There are a number of constants automatically set for you by PHP in order to save you having to recalculate complicated values each time in your script, but it also provides other helpful information. For example, PHP always sets the __FILE__, __LINE__, __FUNCTION__, __CLASS__, and __METHOD__ constants for you - note that those are double underscores on either side to make it unlikely you will want to use them for your own constants.
These five pre-set constants give you the following:
The script filename being parsed. Note that this reports the file that contains the current line of code, so this will report the name of an include file if used therein.

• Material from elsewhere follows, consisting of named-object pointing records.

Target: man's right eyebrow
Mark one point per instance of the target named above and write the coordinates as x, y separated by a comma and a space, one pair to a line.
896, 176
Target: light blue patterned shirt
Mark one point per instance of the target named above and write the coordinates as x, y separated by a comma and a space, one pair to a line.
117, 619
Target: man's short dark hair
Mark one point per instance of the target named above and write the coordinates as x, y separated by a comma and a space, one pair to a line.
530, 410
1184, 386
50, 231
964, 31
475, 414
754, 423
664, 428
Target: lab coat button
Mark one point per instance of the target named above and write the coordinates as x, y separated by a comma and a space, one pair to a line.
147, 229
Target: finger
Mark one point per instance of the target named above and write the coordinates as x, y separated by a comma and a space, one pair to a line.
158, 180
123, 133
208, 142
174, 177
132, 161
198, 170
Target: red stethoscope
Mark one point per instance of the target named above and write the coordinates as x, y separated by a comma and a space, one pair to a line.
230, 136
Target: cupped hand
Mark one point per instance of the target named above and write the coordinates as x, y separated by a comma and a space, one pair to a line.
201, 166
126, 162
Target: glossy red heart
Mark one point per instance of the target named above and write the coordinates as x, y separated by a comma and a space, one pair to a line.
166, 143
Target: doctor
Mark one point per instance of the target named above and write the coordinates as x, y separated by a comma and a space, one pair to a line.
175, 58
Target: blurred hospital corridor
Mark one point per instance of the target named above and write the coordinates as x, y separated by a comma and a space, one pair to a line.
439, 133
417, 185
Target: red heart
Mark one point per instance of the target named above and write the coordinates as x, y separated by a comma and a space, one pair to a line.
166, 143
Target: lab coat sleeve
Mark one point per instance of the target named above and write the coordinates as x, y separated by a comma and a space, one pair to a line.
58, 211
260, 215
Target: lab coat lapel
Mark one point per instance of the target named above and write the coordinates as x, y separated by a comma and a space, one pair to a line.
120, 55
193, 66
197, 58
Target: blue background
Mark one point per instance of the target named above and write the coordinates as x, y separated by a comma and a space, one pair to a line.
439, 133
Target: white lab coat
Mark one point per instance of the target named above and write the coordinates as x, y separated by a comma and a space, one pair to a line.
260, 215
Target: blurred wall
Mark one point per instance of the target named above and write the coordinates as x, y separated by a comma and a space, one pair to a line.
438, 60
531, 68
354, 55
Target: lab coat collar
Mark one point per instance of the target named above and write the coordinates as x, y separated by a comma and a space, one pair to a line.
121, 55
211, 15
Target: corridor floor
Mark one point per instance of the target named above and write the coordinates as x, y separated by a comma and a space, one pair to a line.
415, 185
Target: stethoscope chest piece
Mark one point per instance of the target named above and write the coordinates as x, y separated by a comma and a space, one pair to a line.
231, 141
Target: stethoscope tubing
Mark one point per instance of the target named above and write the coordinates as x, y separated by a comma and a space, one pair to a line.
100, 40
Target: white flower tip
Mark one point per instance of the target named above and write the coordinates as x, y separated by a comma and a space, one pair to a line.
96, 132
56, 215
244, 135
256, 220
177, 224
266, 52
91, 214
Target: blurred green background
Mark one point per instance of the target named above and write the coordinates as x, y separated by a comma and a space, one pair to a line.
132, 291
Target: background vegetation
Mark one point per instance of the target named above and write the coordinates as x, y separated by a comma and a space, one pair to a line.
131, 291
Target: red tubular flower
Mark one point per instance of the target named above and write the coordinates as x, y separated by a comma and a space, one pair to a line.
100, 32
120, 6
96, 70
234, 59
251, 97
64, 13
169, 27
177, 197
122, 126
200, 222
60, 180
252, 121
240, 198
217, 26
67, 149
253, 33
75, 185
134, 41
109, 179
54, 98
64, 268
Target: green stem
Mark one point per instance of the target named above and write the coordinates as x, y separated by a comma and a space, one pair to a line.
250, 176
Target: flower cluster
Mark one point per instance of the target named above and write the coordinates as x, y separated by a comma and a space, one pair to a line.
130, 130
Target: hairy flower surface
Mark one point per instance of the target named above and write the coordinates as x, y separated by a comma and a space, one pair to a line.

The line number PHP is executing
The name of the function PHP is currently inside
The name of the class of the object being used
The name of the class function PHP is currently inside
Using these special constants, it is very easy to output complex error reports or other debugging information.
PHP defines a large variety of constants for use in its functions and extensions - a great many of these are outlined elsewhere in this book, and they generally help you remember values. For example, if you want to know the value of the mathematical figure Pi, use M_PI, which is much easier than remembering 3.141592654. To extract variables from an array and always use a prefix, use EXTR_PREFIX_ALL - again, much easier to remember than a numerical value such as 3, but does the same thing.
There are some generic coding constants that you might find useful, such as PHP_EOL to grab the new-line character for the current OS (helps make your script portable), PHP_OS to grab the name of the OS, PHP_VERSION to get the version number of the engine, and DEFAULT_INCLUDE_PATH to see where PHP might include files from if it can't find them in the local directory.